Variable Grip Mode Systems – a step above simple close and opening of the hands, variable grip modes systems create different pre-set finger positions depending on what the user generally wants to do (or hold). Again, this does not strictly require myoelectric systems to work, but it is best to implement the system with it (using custom controls) to make it easier and snappier for the user to do. The Open Bionics Hero Arm is a simpler device fitting this category, combining both manual (mechanical) finger controls and myoelectric grip pressure levels.
Adapted Grip Mode Systems – for more advanced (and more expensive systems), the user may opt for something that could instead “learn” their movements, or the settings they commonly use, eventually letting the algorithm automatically adjust the bionic hand into the position. The learned grip modes still shift quite slowly, but they at least theoretically let the user come closest to restoring their previous habits. The most famous/trending example of this at the moment is the Esper Hand by Esper Bionics.
Experimental Individual Finger Movement Systems – even after all this time, research is still ongoing into bionic arms that can control individual fingers coordinatively (rather than just triggering them one by one). Developing this with the quick reflexes of a human being is the end goal of all upper bionic limb research. For now, we have the current research at the University of Michigan, repurposing an older LUKE Arm prototype to develop myoelectric sensor systems that can reproduce very minute hand and finger commands.

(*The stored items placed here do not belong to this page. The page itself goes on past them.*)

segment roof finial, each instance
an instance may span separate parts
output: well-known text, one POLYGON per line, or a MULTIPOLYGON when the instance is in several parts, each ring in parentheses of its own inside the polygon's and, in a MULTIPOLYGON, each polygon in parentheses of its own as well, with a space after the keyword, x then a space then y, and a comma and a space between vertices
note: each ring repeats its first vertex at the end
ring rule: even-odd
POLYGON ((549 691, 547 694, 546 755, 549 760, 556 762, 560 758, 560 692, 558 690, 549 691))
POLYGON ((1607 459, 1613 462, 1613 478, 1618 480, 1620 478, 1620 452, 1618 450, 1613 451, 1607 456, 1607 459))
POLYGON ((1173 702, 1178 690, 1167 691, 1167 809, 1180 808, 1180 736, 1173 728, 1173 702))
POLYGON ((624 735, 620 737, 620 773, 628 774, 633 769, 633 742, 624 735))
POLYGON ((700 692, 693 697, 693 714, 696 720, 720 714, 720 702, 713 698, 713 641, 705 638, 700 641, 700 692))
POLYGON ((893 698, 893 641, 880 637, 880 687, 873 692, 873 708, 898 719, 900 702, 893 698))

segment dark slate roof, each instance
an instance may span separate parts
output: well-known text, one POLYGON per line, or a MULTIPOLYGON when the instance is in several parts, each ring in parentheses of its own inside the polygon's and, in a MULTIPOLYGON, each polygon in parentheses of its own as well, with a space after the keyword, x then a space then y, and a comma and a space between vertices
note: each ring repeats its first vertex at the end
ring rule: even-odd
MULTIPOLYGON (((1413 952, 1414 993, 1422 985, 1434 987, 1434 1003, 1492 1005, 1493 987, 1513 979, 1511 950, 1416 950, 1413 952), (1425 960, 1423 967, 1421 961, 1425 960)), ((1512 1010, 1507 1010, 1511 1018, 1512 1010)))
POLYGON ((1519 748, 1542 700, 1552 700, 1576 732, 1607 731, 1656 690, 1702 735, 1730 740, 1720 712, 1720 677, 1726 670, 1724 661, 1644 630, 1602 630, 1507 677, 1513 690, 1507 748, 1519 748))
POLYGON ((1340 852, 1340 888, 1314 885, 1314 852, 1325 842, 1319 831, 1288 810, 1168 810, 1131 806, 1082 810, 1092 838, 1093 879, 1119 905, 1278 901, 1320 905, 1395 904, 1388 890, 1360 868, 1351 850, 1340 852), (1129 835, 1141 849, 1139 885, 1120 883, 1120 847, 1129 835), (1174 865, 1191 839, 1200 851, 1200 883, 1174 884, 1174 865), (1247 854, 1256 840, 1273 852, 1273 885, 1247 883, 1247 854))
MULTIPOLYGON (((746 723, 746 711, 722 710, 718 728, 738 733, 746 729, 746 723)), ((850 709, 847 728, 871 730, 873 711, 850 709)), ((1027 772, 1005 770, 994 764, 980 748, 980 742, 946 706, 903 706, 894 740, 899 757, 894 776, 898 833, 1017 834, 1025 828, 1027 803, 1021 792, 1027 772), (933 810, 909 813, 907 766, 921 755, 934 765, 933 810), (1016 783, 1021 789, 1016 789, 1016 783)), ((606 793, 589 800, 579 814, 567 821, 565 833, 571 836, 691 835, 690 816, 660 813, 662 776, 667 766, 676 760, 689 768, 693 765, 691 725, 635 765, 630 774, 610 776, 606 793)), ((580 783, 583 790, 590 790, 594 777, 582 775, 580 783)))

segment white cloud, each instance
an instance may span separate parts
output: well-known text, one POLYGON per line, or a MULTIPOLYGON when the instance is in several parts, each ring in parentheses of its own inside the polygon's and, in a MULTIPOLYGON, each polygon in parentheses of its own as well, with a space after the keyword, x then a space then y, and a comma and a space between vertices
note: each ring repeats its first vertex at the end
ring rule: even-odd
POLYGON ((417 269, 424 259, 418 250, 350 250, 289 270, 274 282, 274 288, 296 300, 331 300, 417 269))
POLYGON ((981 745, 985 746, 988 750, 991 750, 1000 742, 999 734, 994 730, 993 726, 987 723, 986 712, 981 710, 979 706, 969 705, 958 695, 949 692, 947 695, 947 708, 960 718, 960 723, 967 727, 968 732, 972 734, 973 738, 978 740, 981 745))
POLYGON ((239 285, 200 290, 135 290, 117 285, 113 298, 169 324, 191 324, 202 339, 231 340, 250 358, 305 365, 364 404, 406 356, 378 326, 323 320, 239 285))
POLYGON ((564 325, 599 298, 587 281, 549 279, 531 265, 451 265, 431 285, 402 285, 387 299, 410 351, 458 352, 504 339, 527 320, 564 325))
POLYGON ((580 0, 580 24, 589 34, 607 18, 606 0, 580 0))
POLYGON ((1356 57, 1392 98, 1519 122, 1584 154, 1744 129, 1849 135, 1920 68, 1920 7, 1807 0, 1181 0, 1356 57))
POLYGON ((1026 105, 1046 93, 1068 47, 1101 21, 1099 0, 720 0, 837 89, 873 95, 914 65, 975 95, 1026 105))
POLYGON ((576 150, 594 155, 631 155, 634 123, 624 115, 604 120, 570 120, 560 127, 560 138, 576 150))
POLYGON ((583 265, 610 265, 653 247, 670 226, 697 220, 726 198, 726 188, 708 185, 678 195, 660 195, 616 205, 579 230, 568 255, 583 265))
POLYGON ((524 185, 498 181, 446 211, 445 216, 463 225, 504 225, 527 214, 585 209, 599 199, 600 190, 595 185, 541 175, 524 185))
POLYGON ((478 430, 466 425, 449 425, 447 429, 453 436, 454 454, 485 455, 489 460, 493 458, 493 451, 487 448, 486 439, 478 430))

Hardware Replicating Hand Motion
Recreating the hand motion itself requires a set of microcontrollers that send specific instructions to the components that act as muscles, such as motors and actuators. The microcontrollers themselves coordinate individual movement instructions by a primary circuitry embedded with one or more processors. These integrated chips are then tasked with translating the interpreted signals in the first place.
Simply put:
- Detect sensory signals from all available sources
- Translate sensory signals into movement commands
- Relay these commands as adjustment instructions to each bit of hardware in the arm
Take note that there may be other versions of servos, actuators, and adjustment motors to help facilitate a different type of motion system. German natural motion robotics extraordinaire Festo, for example, has been experimenting with different configurations for pneumatic robot arm systems over the last decade. Similarly, Clone’s artificial muscles also aim to replicate the natural grip maintenance and adjustment of human fingers integrated valves all around the hands and arm.
Why the Arm Obsession? Why Not Specialize Using Specific Tools?
We have briefly mentioned in a previous article that creating specialized limbs for very specific situations is one way that regular prosthetics can keep up with advanced bionic arms. And so technically, we don’t even need to recreate the human arm point-per-point.
So why the almost obstinate insistence on creating perfectly human-like bionic arms?
Well, function restoration is one thing. After all, you’d want patients to get on with their lives quickly, as if the limb was never lost. But more importantly, recreating human hands and arms maintains our primary gateway of physical interaction towards a human-centric environment. This is the same philosophy used in human-like robots. The urban, populated world that we live in is inevitably created by and for humans. Using human tools, navigating man-made obstacles, and accessing places built by humans, all require the gift of human dexterity and mobility.